No sua obra existem dois trabalhos em que estas pulsões estão mais presentes e assumem maior expressividade. Um deles é a performance Shibatri em que lentamente vai atando uma mulher com cordas. Diz Pedro Diniz Reis: “Shibari em japonês quer literalmente dizer atar. E no contexto SM esta prática passou a significar atar pessoas.” Teve a ideia para fazer este trabalho depois de umas das suas primeiras viagens ao Japão. Regressou a Lisboa e começou “a fazer umas experiências e percebi que não ia conseguir fazer o queria. Deparei-me com questões de segurança e com o impacto que estas práticas têm no corpo dos outros. E decidi ir aprender com quem sabia. Regressei ao Japão e durante quinze dias fui ter aulas” contou o artista ao Ípsilon. E acrescenta: “Atraiu-me esta prática, não no sentido estrito do SM, mas enquanto experiência sensorial e prova de concentração, uma espécie de exercício mental.”

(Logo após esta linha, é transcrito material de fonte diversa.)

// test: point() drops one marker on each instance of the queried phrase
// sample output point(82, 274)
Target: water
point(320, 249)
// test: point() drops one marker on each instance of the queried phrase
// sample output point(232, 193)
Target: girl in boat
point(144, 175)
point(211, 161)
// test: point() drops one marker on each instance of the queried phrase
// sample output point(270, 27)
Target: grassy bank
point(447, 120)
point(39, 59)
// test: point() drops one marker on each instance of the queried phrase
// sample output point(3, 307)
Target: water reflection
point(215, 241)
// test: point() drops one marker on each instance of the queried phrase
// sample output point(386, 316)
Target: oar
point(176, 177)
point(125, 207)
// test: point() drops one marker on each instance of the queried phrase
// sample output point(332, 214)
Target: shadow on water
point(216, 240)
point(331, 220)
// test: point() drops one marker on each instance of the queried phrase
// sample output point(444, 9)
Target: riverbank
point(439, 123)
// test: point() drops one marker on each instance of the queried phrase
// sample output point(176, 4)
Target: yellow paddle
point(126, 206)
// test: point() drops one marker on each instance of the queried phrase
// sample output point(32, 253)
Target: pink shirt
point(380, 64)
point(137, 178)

A sua abordagem a esta prática não é necessariamente ligada à sexualidade, porque para o artista trata-se de um “processo de meditação em que cada corda que se passo é um movimento de relaxamento. O que permite atingir outros níveis mentais.” Por isso, nas performances que faz não trabalha com pessoas com quem tem relações de intimidade, mas prefere procurar alguém que profissionalmente queira trabalhar com ele: “não faz sentido atar a pessoa e tocá-la de modo intrusivo e por isso vou colocando filtros que me permitam distanciar” afirma. E neste contexto o Shibari surge como uma escultura ou um desenho, porque a metodologia utilizada pelo artista permite a execução aquela prática com rigor e precisão: “no Shibari interessa-me o rigor metodológico o que permite não transmitir agressividade, nem tentativas de domínio. Interessa-me exclusivamente a performance no contexto artístico” afirmou ao Ípsilon.

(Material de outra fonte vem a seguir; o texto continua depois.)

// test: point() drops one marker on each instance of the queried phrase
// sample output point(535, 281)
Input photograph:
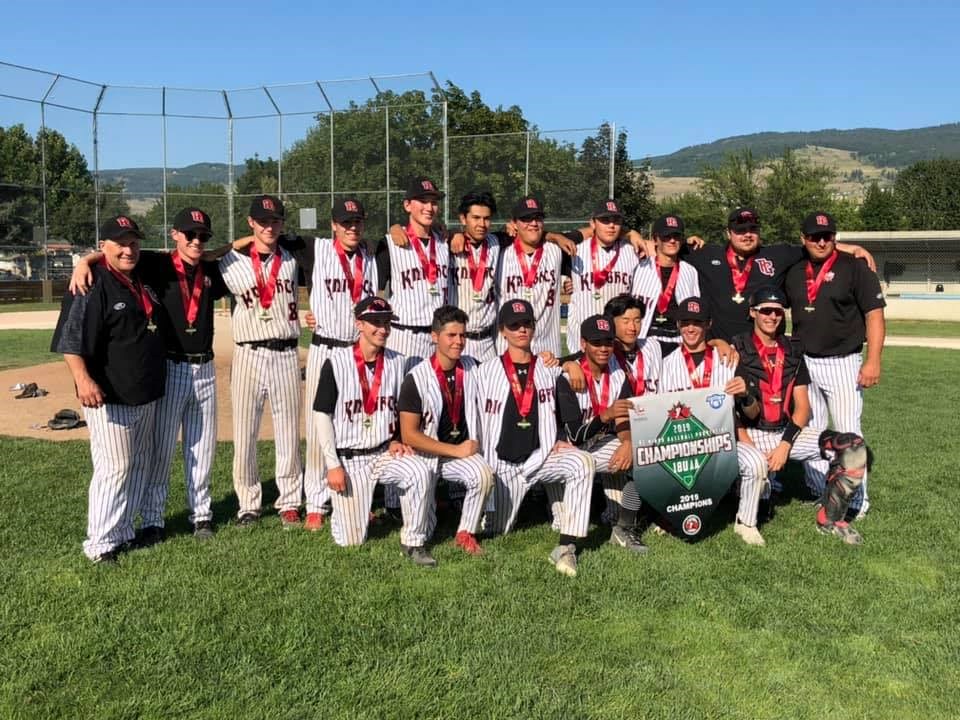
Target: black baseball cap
point(266, 207)
point(743, 219)
point(422, 188)
point(373, 307)
point(596, 329)
point(608, 208)
point(515, 310)
point(119, 226)
point(192, 219)
point(693, 308)
point(819, 222)
point(768, 295)
point(348, 208)
point(668, 225)
point(527, 207)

Prefere não falar do papel que estas práticas têm na sua vida pessoal e assume tratarem-se de preferências estéticas e de elementos exclusivos de um projecto artístico. Mas não é só em Shibari que a pulsão sexual se faz sentir. Num outro trabalho chamado Uma história contada por um baterista, que é um conjunto de quatro performances, onde se tem uma bateria ao vivo e cada vez que o baterista dá um toque no tambor da bateria se tem acesso a um frame do filme. Visualmente alterna-se entre o negro e a projecção de fragmentos da imagem e quanto mais rápido é o ritmo da batida na bateria, mais avança a imagem. São quatro filmes diferentes que vão desde o puro fetiche, à dominação de mulheres e à utilização de agulhas.

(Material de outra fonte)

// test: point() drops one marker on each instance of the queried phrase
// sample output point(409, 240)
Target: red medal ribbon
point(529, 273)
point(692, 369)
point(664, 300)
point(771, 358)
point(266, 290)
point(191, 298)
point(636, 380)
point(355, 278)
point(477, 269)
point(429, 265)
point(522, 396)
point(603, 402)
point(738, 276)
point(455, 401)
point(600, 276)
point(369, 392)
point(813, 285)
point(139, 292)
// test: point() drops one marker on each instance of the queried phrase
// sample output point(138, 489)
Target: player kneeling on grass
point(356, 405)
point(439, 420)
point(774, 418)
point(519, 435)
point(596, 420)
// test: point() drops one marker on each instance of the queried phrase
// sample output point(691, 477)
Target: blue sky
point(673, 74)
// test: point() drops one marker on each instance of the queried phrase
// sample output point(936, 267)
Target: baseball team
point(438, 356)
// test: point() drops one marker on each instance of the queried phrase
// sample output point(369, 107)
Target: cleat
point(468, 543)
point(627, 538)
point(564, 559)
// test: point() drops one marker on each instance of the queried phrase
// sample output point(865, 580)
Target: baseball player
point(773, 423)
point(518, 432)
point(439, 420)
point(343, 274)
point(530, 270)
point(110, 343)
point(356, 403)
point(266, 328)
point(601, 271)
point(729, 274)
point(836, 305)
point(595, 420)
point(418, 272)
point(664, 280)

Num deles uma mulher vai-se despindo numa dança lenta e sedutora, a partir de certa altura há um “twist” e ela obriga um homem, despido e imobilizado no chão sob os seus pés, a beber o champagne que lhe escorre pela perna e pelo salto dos sapatos. O homem, submisso, está prostrado no chão e está entre o prazer estático e o sufoco de quem se vai afogar naquela bebida. Um jogo de contrastes e de poderes que o artista explora intensamente no seu trabalho.

Pode dizer-se que com Pedro Diniz Reis estamos no contexto de uma pulsão sexual máxima num contexto ultra fetichista. As imagens originadas neste universo não são nelas mesmas fetichistas, mas assinalam as qualidades sensíveis desse universo do qual normalmente se desvia o olhar ou para o qua se olha Às escondias. Por isso as imagens de Pedro Diniz Reis não têm um valor sexual ou pornográfico, mas são puramente artísticas e os temas do seu trabalho assinalam fundamentalmente uma região e uma linguagem estética.